You do it, he thought, and she’ll be a target too.
He reached for the knob, but turned instead and went to his own door.
And then it hit him, an epiphany, sudden and incandescent, glowing in his mind like a light bulb filament. It would be bold, irreversible, and absolutely brilliant. When they finally arrived they would be enraged, but there would be nothing they could do. It couldn’t be undone, and that was the brilliance. He knew what to do. He knew how to regain control.

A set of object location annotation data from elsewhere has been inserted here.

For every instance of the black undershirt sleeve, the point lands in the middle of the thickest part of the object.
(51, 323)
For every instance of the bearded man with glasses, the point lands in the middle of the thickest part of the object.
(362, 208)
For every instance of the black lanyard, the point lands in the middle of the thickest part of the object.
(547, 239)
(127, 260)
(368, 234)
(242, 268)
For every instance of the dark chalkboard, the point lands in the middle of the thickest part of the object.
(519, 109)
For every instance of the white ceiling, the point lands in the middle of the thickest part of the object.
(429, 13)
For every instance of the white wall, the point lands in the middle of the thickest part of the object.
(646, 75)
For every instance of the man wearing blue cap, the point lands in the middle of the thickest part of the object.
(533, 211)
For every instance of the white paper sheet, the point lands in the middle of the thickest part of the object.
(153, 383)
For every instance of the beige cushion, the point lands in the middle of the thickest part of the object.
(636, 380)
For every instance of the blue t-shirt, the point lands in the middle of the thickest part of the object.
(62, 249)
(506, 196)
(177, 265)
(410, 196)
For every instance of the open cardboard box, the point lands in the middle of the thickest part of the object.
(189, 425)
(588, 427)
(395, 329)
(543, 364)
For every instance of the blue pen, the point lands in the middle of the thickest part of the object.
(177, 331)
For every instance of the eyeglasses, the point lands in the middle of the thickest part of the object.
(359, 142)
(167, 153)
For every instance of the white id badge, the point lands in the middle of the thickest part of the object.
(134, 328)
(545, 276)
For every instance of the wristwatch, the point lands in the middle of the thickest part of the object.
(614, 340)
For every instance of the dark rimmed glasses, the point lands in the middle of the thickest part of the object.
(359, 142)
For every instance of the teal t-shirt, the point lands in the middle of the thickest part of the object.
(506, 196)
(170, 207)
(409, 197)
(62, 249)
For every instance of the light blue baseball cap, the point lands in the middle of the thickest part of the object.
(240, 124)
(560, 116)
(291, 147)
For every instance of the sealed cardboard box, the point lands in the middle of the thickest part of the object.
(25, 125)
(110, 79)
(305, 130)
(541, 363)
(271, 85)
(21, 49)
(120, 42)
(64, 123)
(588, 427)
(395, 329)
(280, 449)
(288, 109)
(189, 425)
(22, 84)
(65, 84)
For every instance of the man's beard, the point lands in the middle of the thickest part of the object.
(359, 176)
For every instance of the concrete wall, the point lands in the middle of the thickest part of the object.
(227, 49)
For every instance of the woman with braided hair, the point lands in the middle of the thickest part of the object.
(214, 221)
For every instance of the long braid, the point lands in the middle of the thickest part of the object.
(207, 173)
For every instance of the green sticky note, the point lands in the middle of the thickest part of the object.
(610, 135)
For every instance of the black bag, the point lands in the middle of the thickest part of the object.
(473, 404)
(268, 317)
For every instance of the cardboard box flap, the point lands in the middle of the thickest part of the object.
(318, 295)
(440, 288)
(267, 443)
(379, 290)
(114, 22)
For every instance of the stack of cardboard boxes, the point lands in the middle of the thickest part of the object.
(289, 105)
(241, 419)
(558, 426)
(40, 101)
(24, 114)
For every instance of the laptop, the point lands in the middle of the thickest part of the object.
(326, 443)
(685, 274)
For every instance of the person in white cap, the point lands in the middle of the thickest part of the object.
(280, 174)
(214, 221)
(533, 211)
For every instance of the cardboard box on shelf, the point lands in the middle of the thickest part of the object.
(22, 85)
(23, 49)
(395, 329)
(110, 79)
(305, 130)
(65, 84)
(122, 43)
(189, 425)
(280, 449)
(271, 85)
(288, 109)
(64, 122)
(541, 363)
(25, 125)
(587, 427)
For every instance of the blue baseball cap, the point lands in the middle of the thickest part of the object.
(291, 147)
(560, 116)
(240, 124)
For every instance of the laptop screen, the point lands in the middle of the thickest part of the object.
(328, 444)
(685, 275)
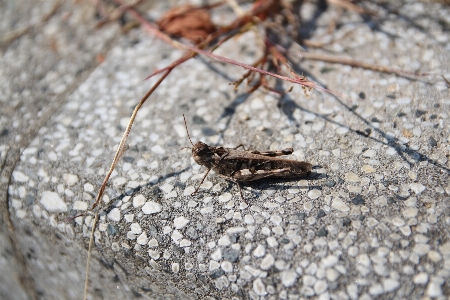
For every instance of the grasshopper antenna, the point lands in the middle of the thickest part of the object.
(185, 125)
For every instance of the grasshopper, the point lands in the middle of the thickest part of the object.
(243, 166)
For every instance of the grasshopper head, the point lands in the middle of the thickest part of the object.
(202, 154)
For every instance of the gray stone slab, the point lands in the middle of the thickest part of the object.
(371, 221)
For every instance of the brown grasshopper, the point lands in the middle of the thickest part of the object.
(246, 165)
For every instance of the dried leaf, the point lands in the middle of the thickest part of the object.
(190, 22)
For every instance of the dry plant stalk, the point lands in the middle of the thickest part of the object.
(208, 37)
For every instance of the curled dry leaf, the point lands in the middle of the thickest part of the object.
(190, 22)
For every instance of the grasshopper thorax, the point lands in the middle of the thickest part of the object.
(202, 154)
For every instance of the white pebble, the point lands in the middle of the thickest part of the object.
(259, 288)
(352, 177)
(142, 239)
(329, 261)
(180, 222)
(80, 205)
(398, 222)
(52, 202)
(421, 278)
(175, 267)
(224, 241)
(369, 153)
(185, 243)
(314, 194)
(288, 278)
(114, 215)
(338, 204)
(376, 289)
(20, 177)
(151, 207)
(417, 188)
(176, 236)
(70, 179)
(390, 284)
(267, 262)
(227, 266)
(138, 201)
(434, 289)
(259, 251)
(421, 249)
(153, 243)
(217, 255)
(135, 228)
(248, 219)
(320, 287)
(276, 219)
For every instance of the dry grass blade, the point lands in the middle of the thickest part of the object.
(91, 239)
(350, 6)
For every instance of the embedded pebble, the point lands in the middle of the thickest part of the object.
(417, 188)
(320, 287)
(114, 215)
(142, 239)
(180, 222)
(368, 169)
(314, 194)
(434, 288)
(371, 222)
(329, 261)
(248, 219)
(410, 212)
(390, 284)
(175, 267)
(276, 219)
(288, 278)
(70, 179)
(406, 230)
(176, 236)
(308, 205)
(80, 205)
(421, 278)
(259, 251)
(138, 201)
(135, 228)
(398, 222)
(20, 177)
(227, 266)
(224, 241)
(267, 262)
(338, 204)
(376, 289)
(434, 256)
(352, 177)
(259, 288)
(332, 275)
(217, 255)
(151, 207)
(421, 249)
(225, 197)
(153, 243)
(185, 243)
(369, 153)
(52, 202)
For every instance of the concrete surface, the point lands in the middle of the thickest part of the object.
(370, 222)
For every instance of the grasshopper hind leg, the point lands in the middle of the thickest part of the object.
(203, 179)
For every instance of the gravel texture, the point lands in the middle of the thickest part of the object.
(370, 222)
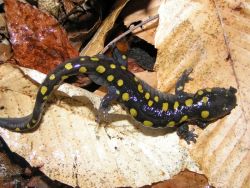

He would mutilate himself.
They had already done it, Wendell reasoned, they had already mutilated him, albeit in their own antiseptic, rigorous way. He would just negate their work. Destroy it. All their effort gone, with blade and torch put to their painted canvas. And he had the perfect tool for the job.
The knife.
It was a thick black blade, serrated, which was good, because it had a lot of work to do and it wouldn’t be easy. But this wasn’t surgery; it was revenge. And revenge was meant to be jagged and bloody. It just wasn’t revenge without pain.
All of this was giving him a heretofore unfelt devilish glee. It was somehow insanely sane and exciting. Finally, he was in charge.
It was waiting for him where he left it, the knife, on the refrigerator, next to the first aid kit and the gun.
Not the gun, he thought. That’s too easy. They need to see what I did.
When they came, they would find pieces of him like a gory trail of breadcrumbs, leading to the finished product: Wendell, felled and logged and split and in a tidy pile on his mother’s bed. And with what was left in him, he would smile, even laugh.